I was riding 8 to 12 hours 3 or 4 days a week for 6 months out of this year. A recent muscle strain from running forced me to back off to about 4 hours a week with only easy riding but it has healed up now. So I plan on riding more through the winter and I'll ride down to 10F degrees. It rarely gets that low and if it snows I'll be on the mountain bike. I don't mind riding the rollers either so no excuses to miss any riding. 

My riding is very mixed between mountain biking and road cycling. Most often I'll do 3 road rides to one mountain bike ride but lately I've mostly been mountain biking. The mountain biking is generally very steep where I'm in my lowest gear. Grinding my way up climbs that can range from a few minutes to an hour and a half. Usually with rough descents that keep my heart rate high without much rest at any point in my ride (I could go slower downhill). The road biking here is pretty hilly. A flat ride will be 60ft of climbing per 10 miles but only one route I can think of thats over 100ft of climbing per 10 miles. I do rest on road downhills with my heart rate dropping from 185ish (max 196) down to about 150bpm. Longest climb I've done was 11 miles with 2,700ft of elevation gain but I only ride that route a few times a year. Road bike grades are rarely steeper than 8% but can be up to 15% for short stretches. I haven't had a truly accurate way to measure the mountain bike grades but some will average 14% for 2.5 miles with sections upwards of 30%.

I don't have a power meter but I will try to challenge some of my Strava segment times. I don't do it on a regular basis, just when I'm in the mood to try it.

Primary motivation for building my fitness is racing. I've only been doing about two mountain bike races a year for 6 years but I'd like to do at least 15 in 2018. I've been looking into the possibility of some road racing too. I'm not expecting to win anything, just love the competition. Keeping up with a certain group on mtb rides is definitely a motivating factor. Its a fun group just to get out and ride but it consists of a women's US National cycling team member who no longer races, a Cat 1 mountain bike racer and a few other very fast riders/racers. Just trying to do a better job keeping up.


----------



## Alex_Simmons/RST (Jan 12, 2008)

Fajita Dave said:


> I was riding 8 to 12 hours 3 or 4 days a week for 6 months out of this year. A recent muscle strain from running forced me to back off to about 4 hours a week with only easy riding but it has healed up now. So I plan on riding more through the winter and I'll ride down to 10F degrees. It rarely gets that low and if it snows I'll be on the mountain bike. I don't mind riding the rollers either so no excuses to miss any riding.

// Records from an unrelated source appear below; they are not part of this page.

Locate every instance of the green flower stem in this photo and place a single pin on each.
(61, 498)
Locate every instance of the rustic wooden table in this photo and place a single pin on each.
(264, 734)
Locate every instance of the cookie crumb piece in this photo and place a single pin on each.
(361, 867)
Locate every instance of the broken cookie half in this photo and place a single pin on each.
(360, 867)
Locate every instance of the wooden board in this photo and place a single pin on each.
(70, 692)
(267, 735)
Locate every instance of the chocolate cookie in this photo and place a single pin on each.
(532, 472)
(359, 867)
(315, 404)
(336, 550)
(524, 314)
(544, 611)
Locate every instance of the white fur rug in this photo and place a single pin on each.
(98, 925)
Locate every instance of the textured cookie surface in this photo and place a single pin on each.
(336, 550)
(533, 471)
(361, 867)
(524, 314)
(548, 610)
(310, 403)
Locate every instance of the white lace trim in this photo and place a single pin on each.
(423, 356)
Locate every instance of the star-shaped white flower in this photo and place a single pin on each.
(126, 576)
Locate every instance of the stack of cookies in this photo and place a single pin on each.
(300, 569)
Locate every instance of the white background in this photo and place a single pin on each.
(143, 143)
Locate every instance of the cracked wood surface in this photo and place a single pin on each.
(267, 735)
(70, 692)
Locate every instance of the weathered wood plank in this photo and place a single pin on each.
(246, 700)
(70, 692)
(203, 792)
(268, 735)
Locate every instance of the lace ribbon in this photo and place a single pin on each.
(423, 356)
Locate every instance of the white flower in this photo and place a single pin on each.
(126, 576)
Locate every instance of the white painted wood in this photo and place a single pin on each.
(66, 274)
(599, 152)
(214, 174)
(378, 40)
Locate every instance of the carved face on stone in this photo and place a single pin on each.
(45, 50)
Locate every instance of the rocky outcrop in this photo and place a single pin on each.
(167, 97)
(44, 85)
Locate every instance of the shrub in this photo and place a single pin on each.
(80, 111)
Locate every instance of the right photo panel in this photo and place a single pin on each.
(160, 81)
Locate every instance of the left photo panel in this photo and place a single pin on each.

Well if you've been injured and training loads have decreased a lot as a result, it's no wonder fitness has as well. This is a classic case of why we stick to general advice on forums 

Provided your health and healing are all good, then I suggest a general approach of working towards gradually rebuilding to riding 12 hours/week, but don't jump straight to it, increase your weekly load by no more than ~20-30 minutes/week from where you are now. 

You might do that by zero to 15-min increase one week and 30-minute increase another week. It's about the medium term trend not the precise weekly change. If you've been injured it is prudent to be cautious and ensure your body adapts as you go and so start conservatively.

e.g. if you are only 4 hours/week now, then by end of one month you might be at 5.5-6 hours / week, at end of 2 months you'll be at 7-8 hours/week, and so on. You should be able to manage this consistently steady increase in workload for 3 months. It won't seem like you are working super hard at times but that's because the body is going to be able to adsorb a sensible increase in workload and your fitness will improve.

I also suggest that as you do this, seek to increase the hours/week by first extending your rides (it only needs one ride/week to be lengthened a bit) and then by adding extra rides so that you end up doing 5-6 days of riding per week. 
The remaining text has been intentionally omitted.